Contenders Vie For British AEW Helicopter System
British plans for a new AEW helicopter system were in focus at the Defence Security and Equipment International (DSEI) show in London this week. Lockheed Martin UK (LMUK) and Thales will compete for the requirement named Crows Nest, to provide a replacement for Royal Navy’s current Sea King Mk7 airborne surveillance and control (ASaC) helicopters, and be deployable on the UK’s two forthcoming aircraft carriers.
The UK Ministry of Defence (MoD) has specified that the Crows Nest system of radar and consoles be capable of rapid mounting on, and removal from, the Navy’s 30-strong fleet of Merlin HM.2 helicopters. Their main roles are anti-surface and anti-submarine warfare, and they are currently being upgraded by LMUK. The MoD has asked LMUK to manage the Crows Nest evaluation, even though the company is also a contender, having begun development of the Vigilance multi-mission radar system for the Merlin and other platforms two years ago, using Northrop Grumman AESA technology. The evaluation process has been further complicated by an MoD requirement that both LMUK and Thales evaluate alternative radars suggested by IAI Elta and Selex ES. Up to eight systems are required.

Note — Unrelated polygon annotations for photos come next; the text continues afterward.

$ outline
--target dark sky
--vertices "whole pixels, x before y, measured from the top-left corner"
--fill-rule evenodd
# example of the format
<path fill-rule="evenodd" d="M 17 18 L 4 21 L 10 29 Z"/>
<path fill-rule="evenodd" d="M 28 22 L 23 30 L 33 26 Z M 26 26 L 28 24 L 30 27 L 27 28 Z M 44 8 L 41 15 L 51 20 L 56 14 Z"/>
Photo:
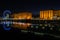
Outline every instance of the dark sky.
<path fill-rule="evenodd" d="M 31 11 L 39 14 L 43 9 L 60 9 L 59 0 L 2 0 L 0 1 L 0 11 L 11 10 L 12 12 Z"/>

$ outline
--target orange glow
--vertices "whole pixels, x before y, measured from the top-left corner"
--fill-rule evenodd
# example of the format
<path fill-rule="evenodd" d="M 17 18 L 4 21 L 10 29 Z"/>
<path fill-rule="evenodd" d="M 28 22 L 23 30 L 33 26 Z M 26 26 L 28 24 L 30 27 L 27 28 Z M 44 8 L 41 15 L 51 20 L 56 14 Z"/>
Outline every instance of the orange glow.
<path fill-rule="evenodd" d="M 52 20 L 52 17 L 53 17 L 53 10 L 40 11 L 41 20 Z"/>
<path fill-rule="evenodd" d="M 27 29 L 28 27 L 30 27 L 30 23 L 18 23 L 18 22 L 14 22 L 13 23 L 13 27 L 14 28 L 19 28 L 19 29 Z"/>
<path fill-rule="evenodd" d="M 32 13 L 29 12 L 22 12 L 22 13 L 16 13 L 11 15 L 15 20 L 18 19 L 31 19 L 32 18 Z"/>

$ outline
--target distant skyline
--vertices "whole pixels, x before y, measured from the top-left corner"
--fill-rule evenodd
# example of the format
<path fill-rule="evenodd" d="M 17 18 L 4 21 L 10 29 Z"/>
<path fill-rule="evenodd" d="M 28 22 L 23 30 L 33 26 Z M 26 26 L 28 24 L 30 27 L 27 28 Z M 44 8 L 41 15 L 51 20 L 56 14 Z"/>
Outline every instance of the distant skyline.
<path fill-rule="evenodd" d="M 31 11 L 33 14 L 39 14 L 40 10 L 60 9 L 58 0 L 22 0 L 22 1 L 0 1 L 0 11 L 11 10 L 12 12 Z"/>

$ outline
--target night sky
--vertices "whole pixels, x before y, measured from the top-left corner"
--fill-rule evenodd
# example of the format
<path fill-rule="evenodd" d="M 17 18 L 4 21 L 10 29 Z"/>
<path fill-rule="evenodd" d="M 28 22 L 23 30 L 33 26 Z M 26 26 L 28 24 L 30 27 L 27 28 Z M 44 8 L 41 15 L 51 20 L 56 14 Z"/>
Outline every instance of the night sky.
<path fill-rule="evenodd" d="M 0 11 L 11 10 L 13 12 L 31 11 L 39 14 L 40 10 L 60 9 L 59 0 L 2 0 L 0 1 Z"/>
<path fill-rule="evenodd" d="M 47 9 L 54 9 L 54 10 L 60 9 L 60 1 L 59 0 L 19 0 L 19 1 L 18 0 L 0 0 L 0 15 L 5 10 L 10 10 L 12 13 L 21 12 L 21 11 L 30 11 L 34 15 L 37 15 L 37 14 L 39 14 L 40 10 L 47 10 Z M 0 28 L 0 30 L 2 30 L 2 29 Z M 11 34 L 7 33 L 7 34 L 2 34 L 2 35 L 3 35 L 3 37 L 5 37 L 7 35 L 12 36 L 12 38 L 14 36 L 15 36 L 14 38 L 21 37 L 21 35 L 19 35 L 20 33 L 16 33 L 16 34 L 11 33 Z M 26 35 L 24 37 L 27 38 Z M 30 35 L 28 35 L 28 37 L 30 37 Z M 22 36 L 22 38 L 23 38 L 23 36 Z M 31 36 L 30 39 L 31 38 L 33 38 L 33 36 Z"/>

Thales UK provides the ASaC system on the soon-to-be-retired Sea Kings. Matt Avison, account director ISR, told AIN that the company would build on this “excellent system, the only radar in the world that does air, land and sea surveillance,” he claimed. Thales had completed its MoD-mandated evaluation of alternative radars, and rejected them in favor of updating the existing system with new processors. The mechanically scanned antenna would be retained because of its superior target detection in clutter over long ranges. It would be deployed beneath the helicopter by means of a rack fitted to the mid-fuselage. The mission system–named Cerebrus by Thales–would also be updated.

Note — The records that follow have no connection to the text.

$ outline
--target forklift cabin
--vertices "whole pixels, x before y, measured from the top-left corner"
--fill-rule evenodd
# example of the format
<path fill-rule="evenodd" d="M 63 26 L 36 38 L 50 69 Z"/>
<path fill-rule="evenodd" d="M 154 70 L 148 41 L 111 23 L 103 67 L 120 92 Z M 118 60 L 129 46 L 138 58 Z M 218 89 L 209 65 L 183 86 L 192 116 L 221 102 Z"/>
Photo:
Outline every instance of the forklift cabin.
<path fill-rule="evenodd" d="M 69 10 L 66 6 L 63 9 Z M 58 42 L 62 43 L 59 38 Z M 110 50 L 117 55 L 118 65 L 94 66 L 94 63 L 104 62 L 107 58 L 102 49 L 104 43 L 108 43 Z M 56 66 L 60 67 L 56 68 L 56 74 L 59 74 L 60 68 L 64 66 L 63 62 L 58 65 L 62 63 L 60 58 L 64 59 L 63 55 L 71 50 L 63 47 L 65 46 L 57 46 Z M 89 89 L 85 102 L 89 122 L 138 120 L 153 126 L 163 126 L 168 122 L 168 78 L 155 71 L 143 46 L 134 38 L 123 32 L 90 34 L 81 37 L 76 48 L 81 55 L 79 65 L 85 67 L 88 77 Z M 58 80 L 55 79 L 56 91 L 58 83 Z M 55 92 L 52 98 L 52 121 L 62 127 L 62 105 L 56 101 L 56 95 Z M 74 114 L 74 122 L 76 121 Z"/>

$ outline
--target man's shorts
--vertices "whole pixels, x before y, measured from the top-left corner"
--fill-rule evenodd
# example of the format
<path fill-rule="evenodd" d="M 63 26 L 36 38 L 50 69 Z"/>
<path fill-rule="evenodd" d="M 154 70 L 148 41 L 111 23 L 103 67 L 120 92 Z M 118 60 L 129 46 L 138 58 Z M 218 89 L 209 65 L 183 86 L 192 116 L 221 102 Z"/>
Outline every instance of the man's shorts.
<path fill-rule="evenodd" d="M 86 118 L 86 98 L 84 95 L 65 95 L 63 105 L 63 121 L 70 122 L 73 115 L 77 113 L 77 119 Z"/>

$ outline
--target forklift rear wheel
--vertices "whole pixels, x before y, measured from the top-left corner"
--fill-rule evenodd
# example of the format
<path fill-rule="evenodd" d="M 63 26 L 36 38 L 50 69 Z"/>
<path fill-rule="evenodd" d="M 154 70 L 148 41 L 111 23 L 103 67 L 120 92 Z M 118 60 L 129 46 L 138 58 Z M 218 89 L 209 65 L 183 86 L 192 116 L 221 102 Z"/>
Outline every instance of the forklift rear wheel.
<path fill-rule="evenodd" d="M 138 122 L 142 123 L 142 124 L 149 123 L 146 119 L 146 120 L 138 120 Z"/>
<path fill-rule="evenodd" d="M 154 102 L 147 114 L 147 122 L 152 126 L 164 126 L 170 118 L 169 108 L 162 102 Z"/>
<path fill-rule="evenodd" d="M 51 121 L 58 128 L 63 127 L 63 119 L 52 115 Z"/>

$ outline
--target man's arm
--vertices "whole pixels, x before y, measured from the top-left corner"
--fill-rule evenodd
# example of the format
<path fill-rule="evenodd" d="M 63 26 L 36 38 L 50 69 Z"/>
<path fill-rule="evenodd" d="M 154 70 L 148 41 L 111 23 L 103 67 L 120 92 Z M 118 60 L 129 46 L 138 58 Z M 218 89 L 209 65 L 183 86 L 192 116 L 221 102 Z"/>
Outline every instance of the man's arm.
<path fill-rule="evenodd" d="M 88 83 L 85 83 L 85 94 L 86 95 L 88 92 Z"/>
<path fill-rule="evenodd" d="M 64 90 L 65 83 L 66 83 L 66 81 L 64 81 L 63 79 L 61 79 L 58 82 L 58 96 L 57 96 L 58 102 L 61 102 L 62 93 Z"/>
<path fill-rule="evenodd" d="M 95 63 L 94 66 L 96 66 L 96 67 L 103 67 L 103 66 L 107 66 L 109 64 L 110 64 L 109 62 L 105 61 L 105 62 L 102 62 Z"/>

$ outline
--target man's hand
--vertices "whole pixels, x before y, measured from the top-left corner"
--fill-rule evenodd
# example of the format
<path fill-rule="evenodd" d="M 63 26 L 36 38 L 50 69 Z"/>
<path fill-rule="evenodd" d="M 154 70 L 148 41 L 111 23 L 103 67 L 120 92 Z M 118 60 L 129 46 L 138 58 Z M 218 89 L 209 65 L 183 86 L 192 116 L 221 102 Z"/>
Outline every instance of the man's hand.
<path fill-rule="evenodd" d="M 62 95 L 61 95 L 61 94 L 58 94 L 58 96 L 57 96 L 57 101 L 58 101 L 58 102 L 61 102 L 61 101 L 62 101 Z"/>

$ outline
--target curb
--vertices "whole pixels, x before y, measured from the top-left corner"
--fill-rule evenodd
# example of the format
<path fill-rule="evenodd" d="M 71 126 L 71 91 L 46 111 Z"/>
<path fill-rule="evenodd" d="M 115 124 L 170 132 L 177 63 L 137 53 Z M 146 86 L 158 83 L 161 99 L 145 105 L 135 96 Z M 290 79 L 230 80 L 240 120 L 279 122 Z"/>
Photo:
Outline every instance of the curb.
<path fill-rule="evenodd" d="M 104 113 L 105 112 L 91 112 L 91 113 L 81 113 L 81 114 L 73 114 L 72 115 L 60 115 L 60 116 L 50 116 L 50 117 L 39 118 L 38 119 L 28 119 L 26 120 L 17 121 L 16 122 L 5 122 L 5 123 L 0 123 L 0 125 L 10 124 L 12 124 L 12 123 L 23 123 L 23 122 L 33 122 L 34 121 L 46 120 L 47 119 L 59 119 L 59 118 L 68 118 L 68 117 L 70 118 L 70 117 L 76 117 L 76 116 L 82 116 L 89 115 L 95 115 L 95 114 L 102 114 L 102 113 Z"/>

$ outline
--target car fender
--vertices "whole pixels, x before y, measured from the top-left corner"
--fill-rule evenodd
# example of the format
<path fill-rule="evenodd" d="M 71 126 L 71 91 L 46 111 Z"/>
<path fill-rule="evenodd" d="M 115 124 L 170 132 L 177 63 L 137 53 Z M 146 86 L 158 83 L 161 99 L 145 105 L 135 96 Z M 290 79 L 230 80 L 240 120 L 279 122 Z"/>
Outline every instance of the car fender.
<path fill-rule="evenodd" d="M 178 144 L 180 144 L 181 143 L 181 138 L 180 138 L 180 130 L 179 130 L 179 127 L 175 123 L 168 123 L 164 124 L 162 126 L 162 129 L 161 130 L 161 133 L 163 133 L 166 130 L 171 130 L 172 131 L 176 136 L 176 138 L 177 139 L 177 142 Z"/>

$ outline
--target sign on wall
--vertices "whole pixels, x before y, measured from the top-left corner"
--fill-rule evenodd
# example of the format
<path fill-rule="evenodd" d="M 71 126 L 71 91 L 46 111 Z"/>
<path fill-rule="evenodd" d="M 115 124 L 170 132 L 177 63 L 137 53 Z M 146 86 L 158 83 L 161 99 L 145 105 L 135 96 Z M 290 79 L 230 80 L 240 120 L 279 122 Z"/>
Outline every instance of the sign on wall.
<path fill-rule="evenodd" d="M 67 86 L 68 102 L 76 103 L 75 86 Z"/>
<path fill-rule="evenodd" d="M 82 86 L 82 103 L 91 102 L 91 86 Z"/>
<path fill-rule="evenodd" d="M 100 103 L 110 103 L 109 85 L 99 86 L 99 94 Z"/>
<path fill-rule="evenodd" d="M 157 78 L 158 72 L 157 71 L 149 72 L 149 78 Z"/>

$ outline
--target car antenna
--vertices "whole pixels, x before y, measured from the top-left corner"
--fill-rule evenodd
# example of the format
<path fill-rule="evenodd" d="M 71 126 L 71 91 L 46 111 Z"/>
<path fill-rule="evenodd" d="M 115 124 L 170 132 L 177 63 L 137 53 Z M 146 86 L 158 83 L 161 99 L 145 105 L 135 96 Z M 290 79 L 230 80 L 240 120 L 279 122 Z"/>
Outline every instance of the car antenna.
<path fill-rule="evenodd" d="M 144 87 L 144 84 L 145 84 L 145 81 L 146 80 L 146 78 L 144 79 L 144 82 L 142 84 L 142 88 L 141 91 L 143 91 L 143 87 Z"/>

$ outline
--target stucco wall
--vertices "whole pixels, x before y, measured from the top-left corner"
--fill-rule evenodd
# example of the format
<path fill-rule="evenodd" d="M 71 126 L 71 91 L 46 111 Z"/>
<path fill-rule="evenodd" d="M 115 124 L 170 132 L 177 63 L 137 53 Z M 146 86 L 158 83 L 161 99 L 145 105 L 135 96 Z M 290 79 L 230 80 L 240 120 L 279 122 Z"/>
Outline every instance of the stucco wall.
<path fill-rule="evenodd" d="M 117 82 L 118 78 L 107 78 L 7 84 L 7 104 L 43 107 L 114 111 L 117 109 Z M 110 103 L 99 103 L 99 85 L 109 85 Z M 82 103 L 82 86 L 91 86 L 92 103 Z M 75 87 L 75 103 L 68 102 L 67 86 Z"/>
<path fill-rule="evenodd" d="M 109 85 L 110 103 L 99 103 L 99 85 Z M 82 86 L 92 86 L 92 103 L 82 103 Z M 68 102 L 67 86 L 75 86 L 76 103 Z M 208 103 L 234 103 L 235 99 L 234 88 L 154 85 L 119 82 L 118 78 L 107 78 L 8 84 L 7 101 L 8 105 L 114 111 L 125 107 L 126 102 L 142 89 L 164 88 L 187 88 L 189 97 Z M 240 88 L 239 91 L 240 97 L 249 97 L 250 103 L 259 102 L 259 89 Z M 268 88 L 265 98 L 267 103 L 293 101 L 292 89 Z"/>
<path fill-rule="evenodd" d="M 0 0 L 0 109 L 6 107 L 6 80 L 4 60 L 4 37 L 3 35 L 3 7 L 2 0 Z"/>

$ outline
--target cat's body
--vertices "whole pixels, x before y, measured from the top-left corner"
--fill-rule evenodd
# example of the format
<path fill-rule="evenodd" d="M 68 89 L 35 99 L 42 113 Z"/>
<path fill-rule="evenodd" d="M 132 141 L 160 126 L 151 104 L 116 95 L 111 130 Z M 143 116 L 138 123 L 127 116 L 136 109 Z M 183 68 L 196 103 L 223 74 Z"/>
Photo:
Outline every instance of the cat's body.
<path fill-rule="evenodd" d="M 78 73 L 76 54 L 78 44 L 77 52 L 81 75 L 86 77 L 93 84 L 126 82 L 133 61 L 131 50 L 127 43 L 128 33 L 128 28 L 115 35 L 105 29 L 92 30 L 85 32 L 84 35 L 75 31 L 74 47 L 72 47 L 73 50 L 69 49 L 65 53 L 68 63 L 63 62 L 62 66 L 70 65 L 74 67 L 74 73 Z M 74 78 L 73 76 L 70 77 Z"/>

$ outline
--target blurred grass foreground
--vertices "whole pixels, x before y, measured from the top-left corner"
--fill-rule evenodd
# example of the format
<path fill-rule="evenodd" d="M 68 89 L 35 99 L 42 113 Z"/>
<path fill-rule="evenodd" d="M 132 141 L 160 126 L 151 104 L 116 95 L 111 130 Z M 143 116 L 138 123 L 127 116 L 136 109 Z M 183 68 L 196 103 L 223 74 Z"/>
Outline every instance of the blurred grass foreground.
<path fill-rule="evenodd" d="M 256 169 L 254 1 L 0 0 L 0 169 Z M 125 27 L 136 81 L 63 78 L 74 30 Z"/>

An LMUK spokesman told AIN that it is “in the final stages of selecting a radar for the Crows Nest requirement, and for the Vigilance system.” It seems that Northrop Grumman may no longer be its preferred supplier. LMUK has already flown a Merlin helicopter with the housings for the Vigilance radar system, which are mounted on both sides of the mid-fuselage. The company-funded flight tests proved the fit, and the environmental conditions–no radar was carried.

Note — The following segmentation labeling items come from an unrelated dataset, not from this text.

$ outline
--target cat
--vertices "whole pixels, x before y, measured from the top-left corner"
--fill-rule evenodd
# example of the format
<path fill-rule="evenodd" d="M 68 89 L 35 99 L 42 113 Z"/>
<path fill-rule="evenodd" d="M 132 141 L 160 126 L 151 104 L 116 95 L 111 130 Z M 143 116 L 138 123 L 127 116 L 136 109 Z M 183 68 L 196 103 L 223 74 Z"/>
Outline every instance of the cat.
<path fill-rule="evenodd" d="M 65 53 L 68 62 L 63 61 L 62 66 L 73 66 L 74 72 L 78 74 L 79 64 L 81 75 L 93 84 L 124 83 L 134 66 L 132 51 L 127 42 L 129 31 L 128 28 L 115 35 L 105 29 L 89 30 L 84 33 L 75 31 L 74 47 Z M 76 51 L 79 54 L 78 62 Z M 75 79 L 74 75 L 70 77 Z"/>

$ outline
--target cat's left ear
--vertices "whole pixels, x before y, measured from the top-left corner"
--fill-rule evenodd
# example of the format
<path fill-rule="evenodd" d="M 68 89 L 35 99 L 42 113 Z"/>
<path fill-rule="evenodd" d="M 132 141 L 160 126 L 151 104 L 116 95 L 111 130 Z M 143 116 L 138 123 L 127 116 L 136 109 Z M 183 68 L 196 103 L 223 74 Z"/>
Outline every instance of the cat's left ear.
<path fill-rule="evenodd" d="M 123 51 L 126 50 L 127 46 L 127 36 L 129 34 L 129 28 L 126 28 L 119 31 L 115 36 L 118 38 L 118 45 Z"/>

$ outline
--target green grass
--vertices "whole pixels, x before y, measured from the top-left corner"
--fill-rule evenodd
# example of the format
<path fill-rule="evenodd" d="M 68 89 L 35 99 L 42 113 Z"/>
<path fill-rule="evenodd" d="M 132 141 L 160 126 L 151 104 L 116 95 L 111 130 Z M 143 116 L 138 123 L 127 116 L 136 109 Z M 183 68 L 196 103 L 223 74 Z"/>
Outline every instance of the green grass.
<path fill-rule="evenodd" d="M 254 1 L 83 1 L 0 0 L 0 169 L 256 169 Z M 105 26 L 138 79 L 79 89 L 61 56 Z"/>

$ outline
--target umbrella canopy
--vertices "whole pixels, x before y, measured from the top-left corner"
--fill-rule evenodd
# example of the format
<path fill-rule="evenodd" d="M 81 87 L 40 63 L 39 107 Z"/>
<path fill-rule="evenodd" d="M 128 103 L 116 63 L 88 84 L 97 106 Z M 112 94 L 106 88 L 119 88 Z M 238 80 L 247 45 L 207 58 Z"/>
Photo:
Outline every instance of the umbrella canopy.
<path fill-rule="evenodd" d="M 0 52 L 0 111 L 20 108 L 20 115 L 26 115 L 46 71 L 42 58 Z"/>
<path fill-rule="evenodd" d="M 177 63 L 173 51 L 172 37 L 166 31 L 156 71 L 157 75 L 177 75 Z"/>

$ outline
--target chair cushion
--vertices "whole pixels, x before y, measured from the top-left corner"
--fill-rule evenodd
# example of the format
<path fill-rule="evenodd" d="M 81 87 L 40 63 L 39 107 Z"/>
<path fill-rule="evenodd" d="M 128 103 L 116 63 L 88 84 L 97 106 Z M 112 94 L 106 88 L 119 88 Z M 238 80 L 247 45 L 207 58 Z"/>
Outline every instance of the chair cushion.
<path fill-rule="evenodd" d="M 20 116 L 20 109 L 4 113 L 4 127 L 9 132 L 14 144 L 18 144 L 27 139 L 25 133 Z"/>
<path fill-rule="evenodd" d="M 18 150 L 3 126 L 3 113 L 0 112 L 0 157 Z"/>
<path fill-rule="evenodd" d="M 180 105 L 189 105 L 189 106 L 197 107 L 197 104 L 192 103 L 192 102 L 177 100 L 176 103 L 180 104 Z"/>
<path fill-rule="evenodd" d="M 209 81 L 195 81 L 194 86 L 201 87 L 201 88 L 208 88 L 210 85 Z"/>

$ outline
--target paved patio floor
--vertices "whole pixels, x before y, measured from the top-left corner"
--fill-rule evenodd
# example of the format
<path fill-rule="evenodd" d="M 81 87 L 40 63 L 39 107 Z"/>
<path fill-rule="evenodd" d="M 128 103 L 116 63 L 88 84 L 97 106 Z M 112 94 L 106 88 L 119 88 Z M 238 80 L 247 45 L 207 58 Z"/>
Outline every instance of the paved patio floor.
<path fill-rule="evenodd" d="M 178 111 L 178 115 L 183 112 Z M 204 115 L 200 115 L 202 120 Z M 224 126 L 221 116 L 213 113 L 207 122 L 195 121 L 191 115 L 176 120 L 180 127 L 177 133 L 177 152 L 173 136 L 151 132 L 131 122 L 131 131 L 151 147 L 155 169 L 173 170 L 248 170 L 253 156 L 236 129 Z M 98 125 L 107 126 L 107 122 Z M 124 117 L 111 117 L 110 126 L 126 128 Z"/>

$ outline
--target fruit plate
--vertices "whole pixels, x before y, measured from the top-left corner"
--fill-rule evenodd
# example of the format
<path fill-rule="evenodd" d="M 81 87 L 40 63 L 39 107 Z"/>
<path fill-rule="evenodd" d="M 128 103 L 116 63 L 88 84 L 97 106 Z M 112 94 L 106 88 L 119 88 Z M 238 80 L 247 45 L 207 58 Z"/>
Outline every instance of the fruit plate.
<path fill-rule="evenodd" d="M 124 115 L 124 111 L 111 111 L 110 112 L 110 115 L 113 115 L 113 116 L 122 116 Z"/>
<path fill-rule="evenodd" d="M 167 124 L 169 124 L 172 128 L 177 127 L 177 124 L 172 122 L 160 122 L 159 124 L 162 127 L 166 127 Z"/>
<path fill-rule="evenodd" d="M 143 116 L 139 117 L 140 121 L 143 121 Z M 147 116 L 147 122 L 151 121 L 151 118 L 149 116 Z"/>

The timescale for the Crows Nest requirement is unclear, amidst concern that funding constraints would prevent it from entering service until 2022, two years after the Queen Elizabeth aircraft carrier. Last May, the MoD’s senior civil servant told a parliamentary committee that the “main gate” decision to select a winner and fund the program would be taken in 2014. The MoD later requested a correction for the written record, to 2017.
At DSEI, Rear Admiral Russ Harding, assistant chief of the naval staff for aviation and carriers, told AIN that he is “trying to change that date back to 2014.” Meanwhile, the MoD’s Crows Nest procurement team has told LMUK and Thales to expect a downselect in early 2015 so that the system can be in service beginning in 2018.
LMUK and Thales UK each believe that their solutions are viable candidates for export and adaptable to a range of platforms from helicopters to airlifters to lighter-than-air vehicles.